SAN MATEO, Calif., November 14, 2023 – International Data Corporation (IDC) has revised its Semiconductor Market Outlook, anticipating a bottom and a return to growth that accelerates next year. In the new forecast, IDC raised its revenue outlook for September 2023 from $518.8 billion to $526.5 billion. Additionally, revenue expectations for 2024 were increased from $625.9 billion to $632.8 billion, with IDC expressing confidence in the resilience of the U.S. market and anticipating a recovery in China by the second half of 2024.
IDC attributes this improved visibility in semiconductor growth to the gradual subsiding of long inventory corrections in two major market segments: PCs and smartphones. The elevated inventory levels in automotive and industrials are also anticipated to normalize by the second half of 2024, driven by continued electrification efforts driving semiconductor content over the next decade. Furthermore, IDC predicts that technology advancements and flagship product introductions will enhance semiconductor content and value across various market segments from 2024 through 2026, including the introduction of AI PCs and AI smartphones next year, along with anticipated improvements in memory ASPs and DRAM bit volume.
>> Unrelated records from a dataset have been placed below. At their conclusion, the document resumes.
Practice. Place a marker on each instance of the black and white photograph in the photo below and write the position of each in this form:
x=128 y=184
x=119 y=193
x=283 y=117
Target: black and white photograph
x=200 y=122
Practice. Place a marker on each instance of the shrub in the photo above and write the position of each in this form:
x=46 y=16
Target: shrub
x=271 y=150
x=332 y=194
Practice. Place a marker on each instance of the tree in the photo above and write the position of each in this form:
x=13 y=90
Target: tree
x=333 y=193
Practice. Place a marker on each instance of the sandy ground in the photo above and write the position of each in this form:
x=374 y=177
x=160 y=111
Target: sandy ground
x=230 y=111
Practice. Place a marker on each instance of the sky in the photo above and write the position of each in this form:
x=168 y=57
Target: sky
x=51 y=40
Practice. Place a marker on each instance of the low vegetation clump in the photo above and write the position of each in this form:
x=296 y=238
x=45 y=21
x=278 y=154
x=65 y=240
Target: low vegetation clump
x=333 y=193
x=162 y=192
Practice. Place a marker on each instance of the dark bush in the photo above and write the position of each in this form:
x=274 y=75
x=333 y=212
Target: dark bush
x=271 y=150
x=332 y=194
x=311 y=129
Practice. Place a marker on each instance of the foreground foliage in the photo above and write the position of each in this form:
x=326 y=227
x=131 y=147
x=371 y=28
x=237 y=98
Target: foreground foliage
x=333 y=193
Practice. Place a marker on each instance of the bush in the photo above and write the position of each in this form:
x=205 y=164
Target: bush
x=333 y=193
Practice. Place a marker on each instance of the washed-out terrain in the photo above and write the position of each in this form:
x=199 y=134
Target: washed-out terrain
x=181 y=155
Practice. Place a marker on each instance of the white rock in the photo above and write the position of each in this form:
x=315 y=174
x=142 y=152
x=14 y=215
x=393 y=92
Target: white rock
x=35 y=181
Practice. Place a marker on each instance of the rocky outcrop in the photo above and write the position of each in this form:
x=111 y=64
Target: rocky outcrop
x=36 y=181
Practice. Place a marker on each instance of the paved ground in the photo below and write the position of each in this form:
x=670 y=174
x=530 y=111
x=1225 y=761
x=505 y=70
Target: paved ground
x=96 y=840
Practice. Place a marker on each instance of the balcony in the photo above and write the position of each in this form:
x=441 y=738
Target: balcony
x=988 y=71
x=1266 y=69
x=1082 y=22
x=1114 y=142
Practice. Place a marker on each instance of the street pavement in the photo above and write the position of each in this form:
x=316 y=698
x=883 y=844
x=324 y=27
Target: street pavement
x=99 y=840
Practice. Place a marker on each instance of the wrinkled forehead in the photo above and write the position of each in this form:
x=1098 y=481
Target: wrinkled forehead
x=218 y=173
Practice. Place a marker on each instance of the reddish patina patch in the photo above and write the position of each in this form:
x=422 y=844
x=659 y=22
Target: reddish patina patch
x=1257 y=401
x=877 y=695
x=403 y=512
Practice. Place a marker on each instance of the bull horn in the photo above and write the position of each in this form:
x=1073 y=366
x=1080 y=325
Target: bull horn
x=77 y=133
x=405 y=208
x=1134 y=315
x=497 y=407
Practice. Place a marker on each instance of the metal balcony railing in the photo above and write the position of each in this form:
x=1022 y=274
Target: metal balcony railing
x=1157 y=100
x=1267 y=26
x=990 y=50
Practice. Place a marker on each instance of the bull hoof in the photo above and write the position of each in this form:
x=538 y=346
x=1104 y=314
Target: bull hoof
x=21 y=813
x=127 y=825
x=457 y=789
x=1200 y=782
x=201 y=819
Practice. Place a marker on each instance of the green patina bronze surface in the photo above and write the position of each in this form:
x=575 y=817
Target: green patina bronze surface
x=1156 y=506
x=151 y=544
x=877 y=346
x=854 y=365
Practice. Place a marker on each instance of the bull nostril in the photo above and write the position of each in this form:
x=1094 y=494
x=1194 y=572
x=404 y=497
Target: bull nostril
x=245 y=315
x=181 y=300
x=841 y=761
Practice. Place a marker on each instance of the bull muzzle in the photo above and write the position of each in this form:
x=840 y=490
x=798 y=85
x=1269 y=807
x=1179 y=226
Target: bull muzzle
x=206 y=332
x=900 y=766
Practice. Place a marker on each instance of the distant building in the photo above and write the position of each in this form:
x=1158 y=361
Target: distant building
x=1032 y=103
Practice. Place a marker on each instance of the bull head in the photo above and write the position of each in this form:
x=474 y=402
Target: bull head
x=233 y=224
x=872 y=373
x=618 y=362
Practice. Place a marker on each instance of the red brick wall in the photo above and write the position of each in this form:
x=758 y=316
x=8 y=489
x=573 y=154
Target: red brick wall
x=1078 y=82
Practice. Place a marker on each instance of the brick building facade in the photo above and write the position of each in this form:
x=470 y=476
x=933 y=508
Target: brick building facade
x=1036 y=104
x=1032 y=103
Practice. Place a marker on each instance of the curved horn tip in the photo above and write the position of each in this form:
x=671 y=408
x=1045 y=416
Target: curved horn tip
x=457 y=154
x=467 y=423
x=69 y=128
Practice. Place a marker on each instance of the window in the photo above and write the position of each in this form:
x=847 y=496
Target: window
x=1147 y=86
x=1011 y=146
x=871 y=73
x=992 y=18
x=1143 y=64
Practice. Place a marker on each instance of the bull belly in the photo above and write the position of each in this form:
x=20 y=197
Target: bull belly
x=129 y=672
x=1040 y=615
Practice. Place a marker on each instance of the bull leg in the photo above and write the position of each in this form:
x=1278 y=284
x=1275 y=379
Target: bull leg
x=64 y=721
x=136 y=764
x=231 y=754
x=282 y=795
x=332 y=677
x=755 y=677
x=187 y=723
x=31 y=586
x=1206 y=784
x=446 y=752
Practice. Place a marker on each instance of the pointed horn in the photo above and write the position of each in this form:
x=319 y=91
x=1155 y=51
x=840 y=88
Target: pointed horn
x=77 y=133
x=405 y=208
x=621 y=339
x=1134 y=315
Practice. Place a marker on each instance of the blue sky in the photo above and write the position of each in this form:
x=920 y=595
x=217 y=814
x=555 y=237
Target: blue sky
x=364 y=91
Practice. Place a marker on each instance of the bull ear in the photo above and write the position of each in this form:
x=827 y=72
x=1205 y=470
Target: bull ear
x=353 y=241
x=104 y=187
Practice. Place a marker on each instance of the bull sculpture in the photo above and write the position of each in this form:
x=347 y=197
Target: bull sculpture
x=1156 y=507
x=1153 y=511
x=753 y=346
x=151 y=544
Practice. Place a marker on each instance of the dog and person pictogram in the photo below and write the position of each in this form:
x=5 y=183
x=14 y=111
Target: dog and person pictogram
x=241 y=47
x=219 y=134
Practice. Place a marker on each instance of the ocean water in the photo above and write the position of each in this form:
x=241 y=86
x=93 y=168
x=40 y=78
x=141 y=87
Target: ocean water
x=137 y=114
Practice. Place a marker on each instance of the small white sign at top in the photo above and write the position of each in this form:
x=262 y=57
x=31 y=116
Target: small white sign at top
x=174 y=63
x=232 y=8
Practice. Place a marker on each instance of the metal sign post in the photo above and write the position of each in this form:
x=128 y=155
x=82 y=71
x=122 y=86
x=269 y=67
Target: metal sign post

Wafer capacity pricing is projected to remain stable next year, with foundry suppliers expected to enhance utilization rates gradually as demand returns from their primary fabless customers. Additionally, IDC anticipates an improvement in CapEx by the second half of 2024, as revenue shipments align with end demand and regional incentives, such as ChipAct, stimulate investment across the supply chain.
Worldwide semiconductor revenue is forecasted to grow to $526.5 billion in 2023, marking a 12.0% decline from $598 billion in 2022, but up from the $519 billion forecasted in September. For 2024, IDC expects a year-over-year growth of 20.2% to $633 billion, up from $626 billion in the prior forecast.
Due to increased inventory rationalization and visibility in the channel, along with rising demand from AI server and endpoint device manufacturers, IDC has upgraded its Semiconductor Market Outlook to sustainable growth from trough, signaling the bottom of the correction.
“We upgraded our Market Outlook to growth as the semiconductor market returns to sustained growth,” said Rudy Torrijos, research manager, Worldwide Semiconductor Supply Chain Technology Intelligence at IDC. “While inventory levels remain elevated with suppliers, visibility has clearly improved in the channel and with OEMs in key market segments. We see revenue growth matching end-user demand beginning in 1H24. As a result, we expect CapEx to improve subsequently initiating a new investment cycle within the supply chain.”
“Overall, IDC expects the total semiconductor industry to decline by 12% in 2023, which is an improvement from our September outlook. Revenues will continue to recover gradually and accelerate in 2024,” said Mario Morales, group vice president, Semiconductors and Enabling Technologies at IDC. “The semiconductor market reached a bottom and has begun to grow on a quarter-over-quarter basis. ASPs are improving in DRAM, which is a good early indicator, and IDC expects suppliers will continue to control capacity additions and utilization rates to drive a sustainable recovery. Accelerating demand for AI servers and AI-enabled endpoint devices will drive more semiconductor content in 2024-2026, fueling a new upgrade cycle across enterprises. We expect that by the end of our forecast period, AI silicon will account for almost $200 billion in semiconductor revenues.”
The IDC Worldwide Semiconductor Technology Supply Chain Intelligence (STSI) serves as the basis for IDC’s semiconductor supply-side research, including market forecasts, vendor market shares, and custom market models. This service contains segmented revenue data collected from over 150 of the top global private and public semiconductor companies. Revenue for over twenty semiconductor device areas, five geographic regions, seven industry segments, and more than 70 end-device applications are included in our forecast data.